Deux adultes, qui, comme de vieux loups solitaires, épient eux aussi le reste de la meute. Leur discrétion les rend quasiment invisible. Puis il y a aussi ce vieillard qui tient dans ses mains un livre qui m'intrigue. On dirait un album photo format poche. Mais à chaque page, la plupart de l'espace disponible est dédié à un long texte tandis qu'une minuscule photo est accrochée dans l'angle du haut. Impossible de lire les paragraphes. Enfin, ne reste plus que deux personnes : La première est un enfant si jeune que cela me fait hausser les sourcils. Je constate que ses deux jambes sont amputées au niveau des genoux, mais cela ne l'empêche pas de rire en parlant à l'infirmière qui l'accompagne probablement pour l'aider dans son quotidien. J'essaie de m'imaginer son rire, probablement cristallin, un peu aigu peut-être, mais je donnerais n'importe quoi pour l'entendre.

Lorsque je découvre la dernière personne qui est assise dos à moi, un long frisson me parcoure l'échine. Je suis persuadée de l'avoir déjà rencontrée. Je sais que j'ai déjà vu ce dos. Alors je m'avance, rentre dans le cercle de chaises où nous allons nous asseoir, et fais mine de tourner sur moi-même pour trouver une place.

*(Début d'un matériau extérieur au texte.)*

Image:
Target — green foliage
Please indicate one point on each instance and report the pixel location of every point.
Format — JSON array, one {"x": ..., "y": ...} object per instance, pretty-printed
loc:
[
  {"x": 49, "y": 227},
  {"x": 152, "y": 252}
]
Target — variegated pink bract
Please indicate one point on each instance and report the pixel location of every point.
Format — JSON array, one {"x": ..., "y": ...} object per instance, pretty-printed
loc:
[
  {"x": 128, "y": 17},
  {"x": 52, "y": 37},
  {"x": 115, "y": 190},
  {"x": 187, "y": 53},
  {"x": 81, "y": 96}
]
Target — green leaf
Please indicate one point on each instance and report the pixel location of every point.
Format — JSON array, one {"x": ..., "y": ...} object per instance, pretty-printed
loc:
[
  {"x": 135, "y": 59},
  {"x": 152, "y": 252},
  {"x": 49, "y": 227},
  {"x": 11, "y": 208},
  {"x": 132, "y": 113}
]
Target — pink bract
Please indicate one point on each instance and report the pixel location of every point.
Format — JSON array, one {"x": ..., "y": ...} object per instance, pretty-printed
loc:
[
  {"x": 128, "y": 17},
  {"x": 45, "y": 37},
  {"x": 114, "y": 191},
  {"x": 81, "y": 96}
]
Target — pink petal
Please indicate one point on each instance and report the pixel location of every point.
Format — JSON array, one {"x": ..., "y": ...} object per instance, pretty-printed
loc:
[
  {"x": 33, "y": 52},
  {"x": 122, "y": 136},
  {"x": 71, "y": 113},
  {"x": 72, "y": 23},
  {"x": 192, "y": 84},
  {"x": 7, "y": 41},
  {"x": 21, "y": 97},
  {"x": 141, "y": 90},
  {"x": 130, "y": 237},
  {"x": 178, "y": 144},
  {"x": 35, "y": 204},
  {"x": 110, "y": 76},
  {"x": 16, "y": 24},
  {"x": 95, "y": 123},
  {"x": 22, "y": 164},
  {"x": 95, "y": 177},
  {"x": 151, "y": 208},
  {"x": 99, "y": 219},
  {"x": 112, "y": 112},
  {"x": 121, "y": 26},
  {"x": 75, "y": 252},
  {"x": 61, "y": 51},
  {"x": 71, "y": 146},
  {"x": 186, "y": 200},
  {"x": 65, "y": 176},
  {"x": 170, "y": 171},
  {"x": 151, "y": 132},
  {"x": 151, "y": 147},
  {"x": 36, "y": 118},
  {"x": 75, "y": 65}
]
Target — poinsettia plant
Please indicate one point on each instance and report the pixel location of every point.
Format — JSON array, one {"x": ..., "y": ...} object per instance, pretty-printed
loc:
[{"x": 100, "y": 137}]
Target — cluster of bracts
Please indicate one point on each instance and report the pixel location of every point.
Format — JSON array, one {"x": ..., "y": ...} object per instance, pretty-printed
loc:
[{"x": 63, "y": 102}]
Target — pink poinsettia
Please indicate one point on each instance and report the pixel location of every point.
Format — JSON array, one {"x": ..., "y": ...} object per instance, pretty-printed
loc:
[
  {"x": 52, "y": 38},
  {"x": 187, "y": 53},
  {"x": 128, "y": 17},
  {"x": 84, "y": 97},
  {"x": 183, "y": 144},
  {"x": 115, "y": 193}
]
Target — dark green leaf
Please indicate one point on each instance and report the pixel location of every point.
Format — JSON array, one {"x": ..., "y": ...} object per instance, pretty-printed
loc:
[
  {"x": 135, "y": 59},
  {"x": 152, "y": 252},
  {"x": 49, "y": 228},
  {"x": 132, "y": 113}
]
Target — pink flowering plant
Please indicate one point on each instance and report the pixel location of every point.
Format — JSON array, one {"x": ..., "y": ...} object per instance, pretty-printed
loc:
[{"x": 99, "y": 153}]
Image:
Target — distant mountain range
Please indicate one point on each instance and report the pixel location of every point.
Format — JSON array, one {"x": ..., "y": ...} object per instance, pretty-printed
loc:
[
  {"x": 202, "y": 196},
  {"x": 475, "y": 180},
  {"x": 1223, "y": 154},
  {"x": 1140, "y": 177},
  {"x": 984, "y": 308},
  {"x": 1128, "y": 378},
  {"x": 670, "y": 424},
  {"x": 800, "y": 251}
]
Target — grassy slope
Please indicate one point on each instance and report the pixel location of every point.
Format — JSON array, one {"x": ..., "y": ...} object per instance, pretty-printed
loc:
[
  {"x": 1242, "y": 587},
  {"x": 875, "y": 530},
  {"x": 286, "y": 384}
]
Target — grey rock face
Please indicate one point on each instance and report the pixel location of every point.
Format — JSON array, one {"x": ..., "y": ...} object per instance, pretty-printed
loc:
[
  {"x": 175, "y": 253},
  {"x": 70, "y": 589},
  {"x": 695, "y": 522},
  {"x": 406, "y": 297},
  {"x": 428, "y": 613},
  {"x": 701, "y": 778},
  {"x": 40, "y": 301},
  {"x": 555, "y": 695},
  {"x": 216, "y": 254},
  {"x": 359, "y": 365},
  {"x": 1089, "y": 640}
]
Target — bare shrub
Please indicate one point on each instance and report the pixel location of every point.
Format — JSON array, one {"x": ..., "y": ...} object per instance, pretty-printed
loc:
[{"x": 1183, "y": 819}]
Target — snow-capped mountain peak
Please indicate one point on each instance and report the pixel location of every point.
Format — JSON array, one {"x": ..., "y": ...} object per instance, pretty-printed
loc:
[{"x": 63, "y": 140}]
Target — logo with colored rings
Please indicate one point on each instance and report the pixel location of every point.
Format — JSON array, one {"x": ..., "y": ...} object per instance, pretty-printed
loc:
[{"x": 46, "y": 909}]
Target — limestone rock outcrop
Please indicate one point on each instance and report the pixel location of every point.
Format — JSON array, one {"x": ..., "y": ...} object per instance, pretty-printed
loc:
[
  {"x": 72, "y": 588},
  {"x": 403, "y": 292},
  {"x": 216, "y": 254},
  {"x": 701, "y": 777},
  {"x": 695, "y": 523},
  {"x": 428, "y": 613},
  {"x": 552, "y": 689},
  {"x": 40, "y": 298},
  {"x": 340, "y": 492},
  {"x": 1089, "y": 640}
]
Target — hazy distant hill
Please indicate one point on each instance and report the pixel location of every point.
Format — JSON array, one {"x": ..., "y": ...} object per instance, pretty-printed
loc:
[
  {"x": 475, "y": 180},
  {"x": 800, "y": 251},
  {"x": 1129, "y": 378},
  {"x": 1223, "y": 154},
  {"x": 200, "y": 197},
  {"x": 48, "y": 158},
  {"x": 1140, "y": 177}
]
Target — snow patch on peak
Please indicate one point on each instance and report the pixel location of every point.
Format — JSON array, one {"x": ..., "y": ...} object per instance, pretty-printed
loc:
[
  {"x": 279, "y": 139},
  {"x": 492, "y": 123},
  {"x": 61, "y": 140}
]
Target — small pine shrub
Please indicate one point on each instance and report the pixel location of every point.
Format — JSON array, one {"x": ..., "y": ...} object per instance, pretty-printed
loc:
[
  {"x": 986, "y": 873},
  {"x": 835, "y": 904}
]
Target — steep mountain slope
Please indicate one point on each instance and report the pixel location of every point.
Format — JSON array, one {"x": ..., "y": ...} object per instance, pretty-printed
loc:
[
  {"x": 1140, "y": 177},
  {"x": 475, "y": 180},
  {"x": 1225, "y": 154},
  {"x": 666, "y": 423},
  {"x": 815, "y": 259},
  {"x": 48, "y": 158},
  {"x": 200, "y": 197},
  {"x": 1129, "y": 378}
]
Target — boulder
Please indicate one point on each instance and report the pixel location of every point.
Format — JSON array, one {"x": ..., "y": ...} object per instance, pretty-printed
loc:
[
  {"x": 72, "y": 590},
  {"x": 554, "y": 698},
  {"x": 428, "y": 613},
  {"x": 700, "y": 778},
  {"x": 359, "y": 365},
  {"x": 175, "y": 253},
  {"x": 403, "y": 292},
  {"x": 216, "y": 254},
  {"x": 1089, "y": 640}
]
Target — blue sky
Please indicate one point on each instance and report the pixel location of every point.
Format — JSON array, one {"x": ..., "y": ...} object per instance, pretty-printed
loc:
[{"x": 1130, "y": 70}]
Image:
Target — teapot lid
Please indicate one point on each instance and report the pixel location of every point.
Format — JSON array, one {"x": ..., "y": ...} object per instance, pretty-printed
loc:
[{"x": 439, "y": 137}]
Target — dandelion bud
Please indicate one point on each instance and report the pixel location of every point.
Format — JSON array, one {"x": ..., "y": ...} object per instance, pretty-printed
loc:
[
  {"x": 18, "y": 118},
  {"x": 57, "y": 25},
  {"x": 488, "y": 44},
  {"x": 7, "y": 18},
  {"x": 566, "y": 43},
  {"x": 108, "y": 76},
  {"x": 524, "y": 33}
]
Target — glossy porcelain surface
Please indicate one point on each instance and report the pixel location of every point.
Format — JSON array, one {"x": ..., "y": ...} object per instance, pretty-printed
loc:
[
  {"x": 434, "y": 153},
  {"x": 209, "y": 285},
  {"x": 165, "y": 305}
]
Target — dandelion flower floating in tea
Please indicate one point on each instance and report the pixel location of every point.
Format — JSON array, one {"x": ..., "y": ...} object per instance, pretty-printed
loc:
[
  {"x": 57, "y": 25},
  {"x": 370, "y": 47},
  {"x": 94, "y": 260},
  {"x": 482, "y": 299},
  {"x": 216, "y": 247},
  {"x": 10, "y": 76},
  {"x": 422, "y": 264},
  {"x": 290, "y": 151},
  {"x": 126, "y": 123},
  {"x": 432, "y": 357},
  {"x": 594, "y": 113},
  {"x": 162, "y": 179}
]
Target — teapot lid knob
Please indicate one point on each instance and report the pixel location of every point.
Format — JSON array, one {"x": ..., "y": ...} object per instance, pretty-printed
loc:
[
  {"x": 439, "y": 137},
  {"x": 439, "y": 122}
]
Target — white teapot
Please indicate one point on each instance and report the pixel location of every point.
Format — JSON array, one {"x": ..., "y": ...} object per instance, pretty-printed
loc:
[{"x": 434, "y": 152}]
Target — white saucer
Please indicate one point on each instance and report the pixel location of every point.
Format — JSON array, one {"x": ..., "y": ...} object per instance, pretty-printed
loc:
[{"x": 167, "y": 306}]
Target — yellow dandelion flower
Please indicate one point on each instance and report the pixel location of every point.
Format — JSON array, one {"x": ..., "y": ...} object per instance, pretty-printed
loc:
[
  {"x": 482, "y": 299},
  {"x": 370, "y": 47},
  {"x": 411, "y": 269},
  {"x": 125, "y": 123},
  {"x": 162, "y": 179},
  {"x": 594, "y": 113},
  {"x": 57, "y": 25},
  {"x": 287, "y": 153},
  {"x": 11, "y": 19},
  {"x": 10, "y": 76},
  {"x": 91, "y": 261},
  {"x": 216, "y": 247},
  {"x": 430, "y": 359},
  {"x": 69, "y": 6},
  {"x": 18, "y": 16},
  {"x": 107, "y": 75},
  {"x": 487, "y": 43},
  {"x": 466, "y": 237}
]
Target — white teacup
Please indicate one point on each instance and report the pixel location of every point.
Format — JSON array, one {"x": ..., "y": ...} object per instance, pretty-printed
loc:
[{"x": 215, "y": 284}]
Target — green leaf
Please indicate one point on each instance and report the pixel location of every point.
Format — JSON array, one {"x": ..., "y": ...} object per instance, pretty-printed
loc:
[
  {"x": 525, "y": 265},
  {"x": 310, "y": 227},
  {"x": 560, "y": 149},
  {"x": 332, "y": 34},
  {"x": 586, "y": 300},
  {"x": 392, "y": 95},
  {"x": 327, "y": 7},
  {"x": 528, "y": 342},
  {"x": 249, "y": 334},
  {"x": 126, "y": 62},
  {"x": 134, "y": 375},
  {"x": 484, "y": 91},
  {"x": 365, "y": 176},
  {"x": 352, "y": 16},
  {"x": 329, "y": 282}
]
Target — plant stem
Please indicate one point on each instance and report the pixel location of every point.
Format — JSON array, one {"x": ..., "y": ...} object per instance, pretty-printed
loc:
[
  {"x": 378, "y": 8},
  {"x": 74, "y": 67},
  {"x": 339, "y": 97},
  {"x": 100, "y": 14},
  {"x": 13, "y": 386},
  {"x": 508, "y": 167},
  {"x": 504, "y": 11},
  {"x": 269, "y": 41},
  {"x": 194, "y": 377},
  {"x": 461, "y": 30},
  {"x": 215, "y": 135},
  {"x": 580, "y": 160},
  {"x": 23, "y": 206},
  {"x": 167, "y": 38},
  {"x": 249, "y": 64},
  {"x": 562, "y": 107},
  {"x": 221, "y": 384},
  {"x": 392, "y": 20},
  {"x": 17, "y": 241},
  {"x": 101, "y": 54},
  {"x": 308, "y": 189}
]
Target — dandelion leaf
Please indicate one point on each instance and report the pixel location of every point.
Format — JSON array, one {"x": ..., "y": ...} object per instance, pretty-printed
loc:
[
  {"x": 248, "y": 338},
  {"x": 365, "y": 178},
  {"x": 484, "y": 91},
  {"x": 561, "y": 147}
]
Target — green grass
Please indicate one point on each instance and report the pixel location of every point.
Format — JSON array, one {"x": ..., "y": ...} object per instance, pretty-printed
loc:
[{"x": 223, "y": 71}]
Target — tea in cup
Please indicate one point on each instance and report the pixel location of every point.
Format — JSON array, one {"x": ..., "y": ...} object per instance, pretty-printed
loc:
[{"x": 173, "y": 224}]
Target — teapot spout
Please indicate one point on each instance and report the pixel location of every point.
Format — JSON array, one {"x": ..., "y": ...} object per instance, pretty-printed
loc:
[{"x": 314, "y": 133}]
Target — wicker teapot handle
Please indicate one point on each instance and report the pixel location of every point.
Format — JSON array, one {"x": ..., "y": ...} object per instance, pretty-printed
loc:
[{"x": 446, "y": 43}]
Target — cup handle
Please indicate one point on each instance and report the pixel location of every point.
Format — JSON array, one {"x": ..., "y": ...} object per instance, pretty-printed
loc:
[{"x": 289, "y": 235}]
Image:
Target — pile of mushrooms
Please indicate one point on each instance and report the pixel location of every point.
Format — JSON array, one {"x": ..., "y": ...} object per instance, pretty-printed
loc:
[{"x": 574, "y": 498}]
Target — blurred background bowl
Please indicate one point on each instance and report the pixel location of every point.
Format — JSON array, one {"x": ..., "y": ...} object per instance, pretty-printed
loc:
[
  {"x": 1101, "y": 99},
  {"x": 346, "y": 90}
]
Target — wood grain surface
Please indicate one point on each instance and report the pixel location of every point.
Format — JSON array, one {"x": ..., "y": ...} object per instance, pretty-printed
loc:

C'était en réalité bien inutile de jouer toute cette comédie absurde. La femme en question est aveugle. Ses yeux plus clairs et dirigés dans le vide en témoignent. Et désormais je sais d'où me vient cette impression de déjà-vu totalement justifiée. Cette femme s'est fait agressée devant moi sans que j'y fasse rien. Je l'ai laissée se faire frapper devant le garçon qui devait être son fils, pour finalement prendre la fuite.

* * *

Nous voilà tous assis, à nous regarder avec une certaine curiosité presque malsaine. Chacun se demandant quelle est la raison à la présence de l'autre ici. Au centre, se tient un homme. Le badge sur sa poitrine me permet de l'identifier comme étant Hugo, mon tuteur, et probablement celui des autres patients présents. Lorsqu'il commence à prendre la parole il lève les mains pour traduire simultanément en langue des signes.

« Bonjour à tous, je suis Hugo, votre tuteur, commence-t-il. Comment s'est passée votre arrivée dans le Programme ? »

Pas la peine d'entendre pour comprendre que la seule réponse à laquelle il a le droit est un timide oui hésitant. Je ne prends pas même la peine de lui répondre. Ce manque d'enthousiasme ne lui fait pas perdre son large sourire. Il enchaîne :

« Je pensais commencer ce groupe par un tour de présentation. »

Une seconde fois, son initiative n'est pas une franche réussite. Sur le visage des plus jeunes, se dessine une grimace insipide.

« Allez, et de gaieté de cœur ! Marie, tu veux bien commencer ?»

Nous tournons nos regards vers la jeune fille qui rougit instantanément. Elle se redresse sur sa chaise, et prend la parole.